Kemalin ilk tahmini doğru çıkmıştı ve o piknik günü çektiği resimler yanmamıştı.Handan hanımın,resimler için neden yandı diye söylediğini ise hep merak edip durmuştu İşte şu anda bu resimlere bakıp duruyordu. Bir an için geçmişte gezinti ona çok iyi gelmişti.Kendini fevkalade moralli hissediyordu.
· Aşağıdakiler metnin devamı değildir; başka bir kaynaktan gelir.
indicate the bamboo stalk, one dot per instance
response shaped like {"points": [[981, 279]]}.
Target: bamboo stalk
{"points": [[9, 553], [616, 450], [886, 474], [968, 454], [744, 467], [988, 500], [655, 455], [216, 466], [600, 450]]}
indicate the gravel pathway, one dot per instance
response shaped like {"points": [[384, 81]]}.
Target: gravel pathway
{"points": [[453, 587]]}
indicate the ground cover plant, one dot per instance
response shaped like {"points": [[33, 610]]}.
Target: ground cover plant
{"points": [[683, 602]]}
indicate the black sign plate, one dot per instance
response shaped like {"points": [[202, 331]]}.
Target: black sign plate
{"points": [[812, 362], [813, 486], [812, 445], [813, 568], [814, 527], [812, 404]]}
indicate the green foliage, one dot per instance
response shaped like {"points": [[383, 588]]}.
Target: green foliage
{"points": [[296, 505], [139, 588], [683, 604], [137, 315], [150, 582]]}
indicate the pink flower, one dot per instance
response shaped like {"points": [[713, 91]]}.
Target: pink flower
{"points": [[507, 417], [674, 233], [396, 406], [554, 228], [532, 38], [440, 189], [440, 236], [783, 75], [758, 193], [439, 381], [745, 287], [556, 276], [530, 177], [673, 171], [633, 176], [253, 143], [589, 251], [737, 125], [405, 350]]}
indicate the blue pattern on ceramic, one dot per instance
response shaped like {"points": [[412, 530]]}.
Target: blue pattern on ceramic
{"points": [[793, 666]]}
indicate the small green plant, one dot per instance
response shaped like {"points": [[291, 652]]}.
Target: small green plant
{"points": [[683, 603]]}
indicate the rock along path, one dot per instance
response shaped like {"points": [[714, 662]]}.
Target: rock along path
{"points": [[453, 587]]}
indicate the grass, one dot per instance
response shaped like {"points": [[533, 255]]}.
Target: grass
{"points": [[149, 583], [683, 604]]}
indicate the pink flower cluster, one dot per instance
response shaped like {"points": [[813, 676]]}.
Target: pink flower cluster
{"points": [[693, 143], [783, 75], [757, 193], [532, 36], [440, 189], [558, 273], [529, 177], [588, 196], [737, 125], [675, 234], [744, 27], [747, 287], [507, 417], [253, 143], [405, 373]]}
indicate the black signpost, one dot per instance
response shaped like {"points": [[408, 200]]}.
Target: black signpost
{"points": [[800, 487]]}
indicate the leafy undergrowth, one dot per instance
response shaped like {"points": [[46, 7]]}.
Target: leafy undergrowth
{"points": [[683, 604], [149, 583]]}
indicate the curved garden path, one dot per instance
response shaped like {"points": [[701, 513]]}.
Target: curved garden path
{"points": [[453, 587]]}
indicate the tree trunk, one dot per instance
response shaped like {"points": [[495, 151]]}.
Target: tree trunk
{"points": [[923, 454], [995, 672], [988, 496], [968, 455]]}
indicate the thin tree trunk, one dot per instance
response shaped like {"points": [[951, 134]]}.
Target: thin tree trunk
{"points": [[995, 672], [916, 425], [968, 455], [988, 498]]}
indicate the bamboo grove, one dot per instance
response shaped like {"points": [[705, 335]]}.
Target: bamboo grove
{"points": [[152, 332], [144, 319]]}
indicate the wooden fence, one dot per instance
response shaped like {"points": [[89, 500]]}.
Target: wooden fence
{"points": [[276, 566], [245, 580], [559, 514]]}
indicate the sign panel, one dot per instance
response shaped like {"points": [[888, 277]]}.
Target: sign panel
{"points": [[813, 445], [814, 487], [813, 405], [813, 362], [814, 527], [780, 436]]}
Telefondaki konuşma onu öylesine mutlu etmiştiki o kısacık an hayatının sayılı mutlu saniyelerinden biri olmağa adaydı. Gerçektende mutluluklar kısa sürmek zorundaydı çünki hiç bir insan yüreği uzun süreli bir çoşkuya dayanacak kadar kuvvetli değildi.Bu öylesine bir duyguyduki insanın bütün benliğini bir anda sarıp sarmalayan ve yer çekimden bir an için kurtarıp gökyüzünün semalarında dolaştıran,ve yürek çarpıntılarını ise her zamankinin aksine daha fazlalaştı rarak tatlı sevimli bir heyecanla baş döndüren bir duyguydu ve böylesine bir çoşkuya dayanmak mümkün değildi.Ve Kemal böylesine bir duyguyu yaşadıktan sonra hiç bir meselenin zihnini meşgul etmesini istemediğinden o tatlı sarhoşlukla istirahate çekildi ve uzanması ile uykuya dalması bir oldu.
Artık eni konu Kış gelmek üzere idi Şilede Kendisi dahil beş şoför vardı yaz ayının yoğun ve yorucu iş trafiği kesilmişti.Bu yüzden orada beş kişi olmanın bir manası kalmamıştı.Merkeze dilekçe vererek istanbula dönmek istediğini belirtmiş ve çok kısa bir zaman zarfındada bu isteği kabul edilmişti.